London may yet wind up an example, given David Cameron’s decision to part ways with the rest of the eurozone countries over a new pact which would tighten centralized control over member country budgets and regulatory structures. Reportedly the final straw was the continent’s insistence on centralized oversight of London’s dominant financial markets — the hub of the UK’s economy. Cameron pushed back, France and Germany held the line, and finally Cameron left the talks.
Cameron is being criticized for marginalizing and isolating the UK, but most of this criticism is based on the assumption that European countries are stronger individually when they’re acting as a unit. Diplomatically and militarily, this makes perfect sense. And economically, in an economy based on production and manufacture, I think it it holds up. In an economy of things, the EU nations are going to be each others’ biggest trading partners, simply because of geography. A common regulatory structure means something made in Germany doesn’t have to go through an entirely different regulatory checklist when crossing the border to Denmark or France, which both makes markets more efficient within Europe and gives European manufactures a competitive advantage (perfectly fair) against non-EU members.

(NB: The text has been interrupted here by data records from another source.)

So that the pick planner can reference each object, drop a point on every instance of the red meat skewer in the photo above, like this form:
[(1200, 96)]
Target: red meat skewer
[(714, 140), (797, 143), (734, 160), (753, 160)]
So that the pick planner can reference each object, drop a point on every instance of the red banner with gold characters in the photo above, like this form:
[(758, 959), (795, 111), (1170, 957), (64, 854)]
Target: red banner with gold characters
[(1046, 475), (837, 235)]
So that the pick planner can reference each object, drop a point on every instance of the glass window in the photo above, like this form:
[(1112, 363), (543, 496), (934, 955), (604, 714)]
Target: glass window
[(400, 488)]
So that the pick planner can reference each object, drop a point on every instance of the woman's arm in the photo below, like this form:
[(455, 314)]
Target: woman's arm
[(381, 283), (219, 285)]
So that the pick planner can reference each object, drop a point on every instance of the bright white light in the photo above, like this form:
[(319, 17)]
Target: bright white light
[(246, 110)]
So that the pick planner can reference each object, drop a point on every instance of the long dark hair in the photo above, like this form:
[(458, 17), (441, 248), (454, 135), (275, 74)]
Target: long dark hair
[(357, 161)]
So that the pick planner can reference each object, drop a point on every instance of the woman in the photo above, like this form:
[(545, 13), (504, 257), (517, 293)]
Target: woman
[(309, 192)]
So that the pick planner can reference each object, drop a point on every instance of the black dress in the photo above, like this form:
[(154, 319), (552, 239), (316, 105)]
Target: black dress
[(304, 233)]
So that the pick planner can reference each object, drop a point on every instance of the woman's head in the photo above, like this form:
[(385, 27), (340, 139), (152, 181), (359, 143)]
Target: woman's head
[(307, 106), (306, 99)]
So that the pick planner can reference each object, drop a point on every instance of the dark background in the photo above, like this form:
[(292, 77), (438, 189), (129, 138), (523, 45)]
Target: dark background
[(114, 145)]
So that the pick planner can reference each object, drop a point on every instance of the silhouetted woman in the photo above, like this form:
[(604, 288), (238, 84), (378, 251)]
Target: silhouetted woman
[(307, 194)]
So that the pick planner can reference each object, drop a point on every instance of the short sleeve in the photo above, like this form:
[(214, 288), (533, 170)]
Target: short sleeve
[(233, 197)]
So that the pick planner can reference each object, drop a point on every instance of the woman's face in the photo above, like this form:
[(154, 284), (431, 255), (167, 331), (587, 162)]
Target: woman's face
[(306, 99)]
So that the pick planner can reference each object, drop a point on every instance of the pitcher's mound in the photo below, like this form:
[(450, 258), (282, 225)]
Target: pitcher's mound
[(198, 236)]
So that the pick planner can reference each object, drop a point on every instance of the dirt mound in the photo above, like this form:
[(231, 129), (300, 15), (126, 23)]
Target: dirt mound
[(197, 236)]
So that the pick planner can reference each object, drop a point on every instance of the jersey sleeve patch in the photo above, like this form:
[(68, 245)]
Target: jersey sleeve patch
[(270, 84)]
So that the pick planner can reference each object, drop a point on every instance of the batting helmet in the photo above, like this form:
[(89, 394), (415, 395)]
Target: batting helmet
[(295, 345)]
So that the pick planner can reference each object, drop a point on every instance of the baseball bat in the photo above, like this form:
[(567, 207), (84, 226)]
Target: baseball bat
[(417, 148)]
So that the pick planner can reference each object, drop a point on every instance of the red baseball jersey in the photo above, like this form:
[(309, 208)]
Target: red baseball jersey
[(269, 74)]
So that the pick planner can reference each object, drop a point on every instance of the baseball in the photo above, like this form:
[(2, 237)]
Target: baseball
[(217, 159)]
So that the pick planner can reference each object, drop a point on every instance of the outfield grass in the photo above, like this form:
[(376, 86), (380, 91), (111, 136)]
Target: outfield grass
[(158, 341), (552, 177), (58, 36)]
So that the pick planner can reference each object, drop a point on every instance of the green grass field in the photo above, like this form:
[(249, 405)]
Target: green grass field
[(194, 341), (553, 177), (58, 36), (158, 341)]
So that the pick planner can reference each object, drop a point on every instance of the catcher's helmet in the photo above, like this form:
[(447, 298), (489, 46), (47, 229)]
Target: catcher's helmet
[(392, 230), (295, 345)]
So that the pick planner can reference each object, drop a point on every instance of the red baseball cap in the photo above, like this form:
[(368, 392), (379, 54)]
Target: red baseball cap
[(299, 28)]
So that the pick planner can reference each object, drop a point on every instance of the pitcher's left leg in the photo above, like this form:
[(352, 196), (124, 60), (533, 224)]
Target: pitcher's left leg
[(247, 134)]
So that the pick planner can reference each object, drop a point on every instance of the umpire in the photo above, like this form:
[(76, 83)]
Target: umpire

But it doesn’t work so well when your economy has more to do with innovation and intangible products, like financial services. London’s financial markets have been so successful because they have global reach and because their rules respond to needs of investors everywhere, not because they’re close to Frankfurt and Paris. Cutting free from Brussels might cost them business from the continent, but much more probably will help them compete for more promising demand from the rest of the world, particularly South America and the oil states. That logic doesn’t stop with financial service firms; the country’s economy is one of the most thoroughly globalized in the world, and in industries like media, energy, pharmaceutical, and aerospace, it has worldwide leaders. The mere fact that English is recognized as the international language of business gives the UK a huge advantage in an increasingly global marketplace.
So by passing on the demands of the continent’s big powers, Cameron might actually be setting the UK up to compete much more successfully in a new economy, one marked by information, innovation, and growth in the developing world. He might be turning England’s back to its traditional partners in Europe, but also facing much more directly new opportunities in much more promising parts of the world. And by retaining domestic control over regulation and policy, England might be setting itself up as the kind of entrepreneurial role in regulation that Paul Romer talks about in reference to newer, less developed nations and city-states. Again, he’s being roundly criticized, but I can’t help but think that this is the smart move. If you were running England, where would you make your bet: on being a good neighbor within the EU, with its bureaucratic culture and desperate demographics, or on tending to and servicing the rest of the world? I think I know my answer.